Barry Keefe spent 30 years as a news anchor at WTMX-FM and its predecessor, WCLR-FM, bringing an authoritative, deep-bass voice and a friendly, chatty manner to a raft of morning radio shows.

"Radio is a gypsy business — especially in the cutthroat morning slot — but Barry was a constant," said WBBM-AM reporter Bob Roberts. "He had that deep bass, old-school voice of authority yet mastered the art of conversational news broadcasting long before it was common."


Keefe, 62, died of complications from pancreatic cancer at his Wheaton home Sunday, said his son, former WBEZ-FM reporter and current Vermont Public Radio reporter Alex Keefe.

Born on the North Side, Keefe grew up in Niles, Mich. His first radio job, at 17, was at WNIL-AM in Niles. He earned a bachelor's degree in communications from what is now Grand Valley State University in Allendale, Mich., and he spent three years during college as the news director of the college's radio station.

After college, Keefe spent about two years as a morning news anchor at stations in Grand Rapids and Cedar Rapids, Iowa, before leaving in 1978 to take a job as the news and public affairs director at what then was known as WCLR-FM in Skokie.

Keefe stayed with the station, which took the call letters WTMX in 1989, for three decades through multiple format changes and morning hosts. He was the first news anchor of the popular "Eric and Kathy" show, which debuted in 1996 and is hosted by Eric Ferguson and Kathy Hart.

"My first memory of Barry didn't involve seeing him. Fittingly, it involved hearing him — his deep, full bass of a voice booming from down the hall," Ferguson said. "That voice, like the man, had a presence. A big voice, but a gentle and kind man with a good heart."

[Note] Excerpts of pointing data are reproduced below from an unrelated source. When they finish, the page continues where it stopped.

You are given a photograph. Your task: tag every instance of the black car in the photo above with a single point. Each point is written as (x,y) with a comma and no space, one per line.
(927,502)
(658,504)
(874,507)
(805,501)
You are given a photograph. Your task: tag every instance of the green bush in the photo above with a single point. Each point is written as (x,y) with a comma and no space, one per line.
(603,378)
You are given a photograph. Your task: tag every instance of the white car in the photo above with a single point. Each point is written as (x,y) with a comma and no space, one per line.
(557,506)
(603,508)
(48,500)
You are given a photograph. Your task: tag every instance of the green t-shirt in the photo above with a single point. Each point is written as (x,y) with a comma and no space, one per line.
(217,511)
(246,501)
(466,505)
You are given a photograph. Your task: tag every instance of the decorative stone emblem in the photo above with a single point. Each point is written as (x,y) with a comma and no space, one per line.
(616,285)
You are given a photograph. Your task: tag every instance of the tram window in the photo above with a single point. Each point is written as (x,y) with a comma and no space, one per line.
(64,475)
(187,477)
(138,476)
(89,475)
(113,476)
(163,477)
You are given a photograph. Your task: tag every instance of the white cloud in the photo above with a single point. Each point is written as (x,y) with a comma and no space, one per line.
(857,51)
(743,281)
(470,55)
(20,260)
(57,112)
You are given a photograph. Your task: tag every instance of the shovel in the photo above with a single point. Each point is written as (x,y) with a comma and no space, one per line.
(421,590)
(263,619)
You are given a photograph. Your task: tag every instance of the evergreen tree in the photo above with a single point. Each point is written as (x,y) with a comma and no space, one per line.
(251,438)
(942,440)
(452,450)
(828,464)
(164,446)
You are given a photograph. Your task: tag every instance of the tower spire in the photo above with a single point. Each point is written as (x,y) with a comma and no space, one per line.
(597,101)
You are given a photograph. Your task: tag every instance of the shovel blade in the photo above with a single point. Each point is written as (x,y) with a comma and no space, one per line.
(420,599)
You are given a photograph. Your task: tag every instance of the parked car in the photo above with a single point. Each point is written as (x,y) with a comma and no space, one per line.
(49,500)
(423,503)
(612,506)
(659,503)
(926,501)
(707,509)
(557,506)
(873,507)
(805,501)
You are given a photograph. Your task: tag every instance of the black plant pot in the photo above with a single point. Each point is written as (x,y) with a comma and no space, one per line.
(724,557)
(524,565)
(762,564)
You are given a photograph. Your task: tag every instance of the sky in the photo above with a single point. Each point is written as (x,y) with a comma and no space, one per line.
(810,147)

Hart said, "While most knew Barry as the consummate newsman, he had this quirky sense of humor and goofy side that I wish everyone could've seen. That is the Barry Keefe I will remember forever."

Former Chicago radio newsman Steve Scott, who now is an afternoon co-host at New York's WCBS-AM, said Keefe had a gift for communicating stories to his listeners.

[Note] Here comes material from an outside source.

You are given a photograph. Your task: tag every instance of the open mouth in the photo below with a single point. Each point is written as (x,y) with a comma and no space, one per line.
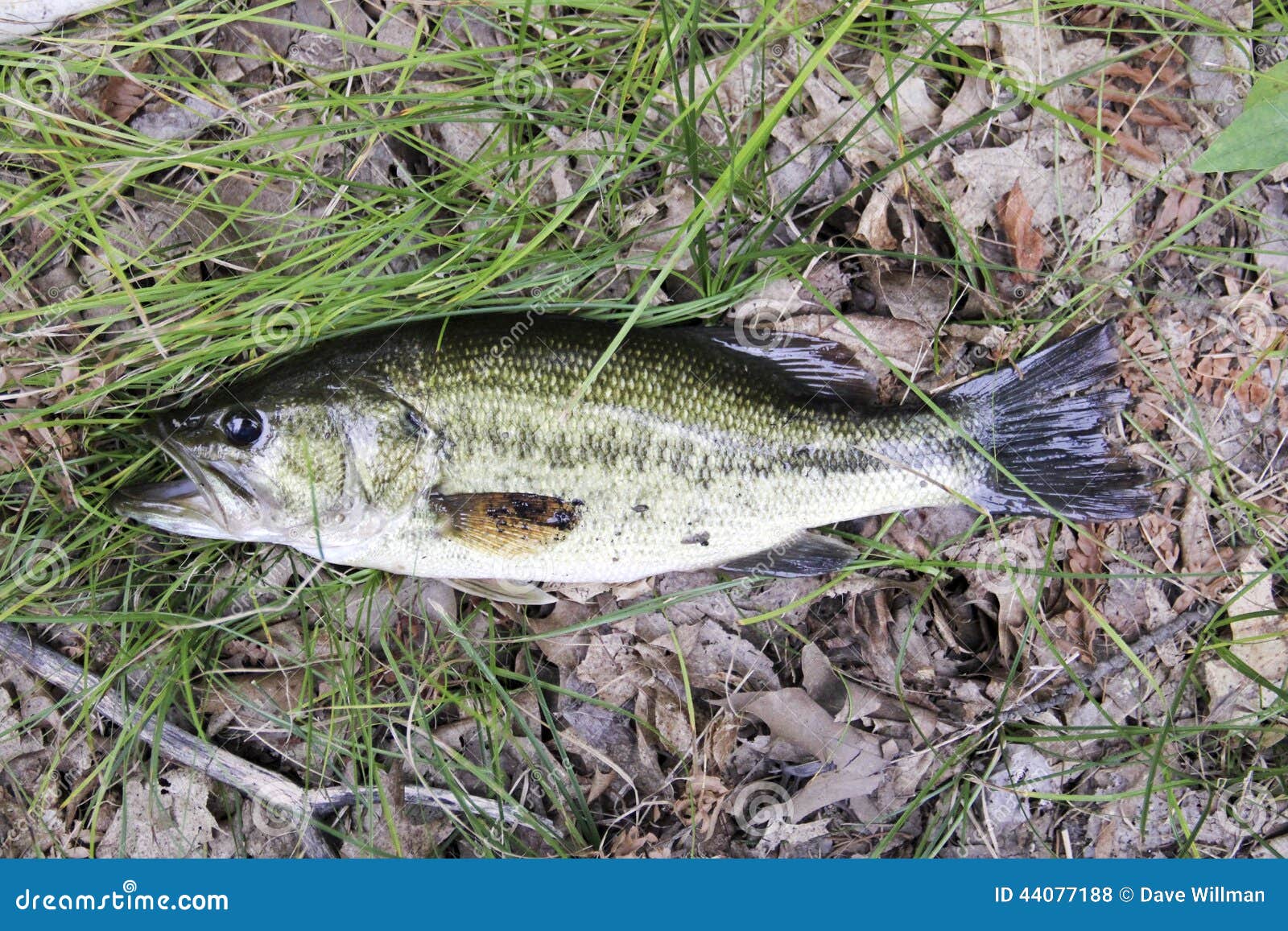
(190,505)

"First of all, that voice is the first thing that most people would probably notice about Barry, and it is just a big, beautiful melodious voice, but once you listen more, you would hear that he was a gifted writer and a fabulous storyteller," Scott said. "He didn't just write words on paper, he was telling stories, and I thought he was really good at that."

In Keefe's early years at the station, his news staff included Doug Cummings, whom Keefe hired as a rookie reporter in 1980. Cummings, who later reported for WGN-AM and WMAQ-AM before becoming a crime novelist, called Keefe "a raconteur on and off the radio."

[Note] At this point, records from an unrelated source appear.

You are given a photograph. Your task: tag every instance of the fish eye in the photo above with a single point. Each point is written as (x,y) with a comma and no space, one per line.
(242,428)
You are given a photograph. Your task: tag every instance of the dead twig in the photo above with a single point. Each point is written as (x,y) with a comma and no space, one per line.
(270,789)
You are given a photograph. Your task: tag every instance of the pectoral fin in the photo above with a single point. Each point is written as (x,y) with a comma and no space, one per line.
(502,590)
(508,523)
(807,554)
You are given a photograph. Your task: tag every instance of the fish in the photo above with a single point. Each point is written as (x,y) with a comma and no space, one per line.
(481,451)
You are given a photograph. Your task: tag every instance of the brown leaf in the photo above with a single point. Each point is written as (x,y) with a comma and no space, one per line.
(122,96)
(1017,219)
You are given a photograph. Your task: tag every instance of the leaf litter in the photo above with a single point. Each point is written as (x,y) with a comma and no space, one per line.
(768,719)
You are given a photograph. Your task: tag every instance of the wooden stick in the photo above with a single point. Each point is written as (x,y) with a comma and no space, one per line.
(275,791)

"Barry matched his (great voice) with writing so skillful he could take the most arcane piece of copy and boil it down to two or three memorable lines," Cummings said.

Keefe hosted many public-affairs programs at the station, including "Insight," a weekly show that Cummings also hosted.

During his career, Keefe won or shared more than 75 awards for his work, according to his family. Some of his honors included winning The Associated Press' award for best enterprise and investigative reporting in 1982, the AP's awards in 1986 for best editorial, best documentary and best public service announcement, United Press International's award for best newswriter in 1991, and the Illinois Broadcasters Association's Silver Dome Award in 2008 for the best public affairs program.

Keefe was involved in a variety of volunteer activities, including working to save the Wheaton Grand Theater in Wheaton, forming WTMX's volunteer fair and offering his time to the National Multiple Sclerosis Society, the DuPage County Suburban Emergency Management Project and the Glen Ellyn-based Teen Parent Connection.

After leaving WTMX in 2008, Keefe worked for several years as the assistant director of admissions at the Illinois Institute of Art in Chicago.


In addition to his son, Keefe is survived by his wife, Kathy; and another son, Aidan.

Visitation is set for 1 p.m Saturday at the Williams-Kampp Funeral Home, 430 E. Roosevelt Road, Wheaton. A service will follow at 3 p.m.

Goldsborough is a freelance reporter.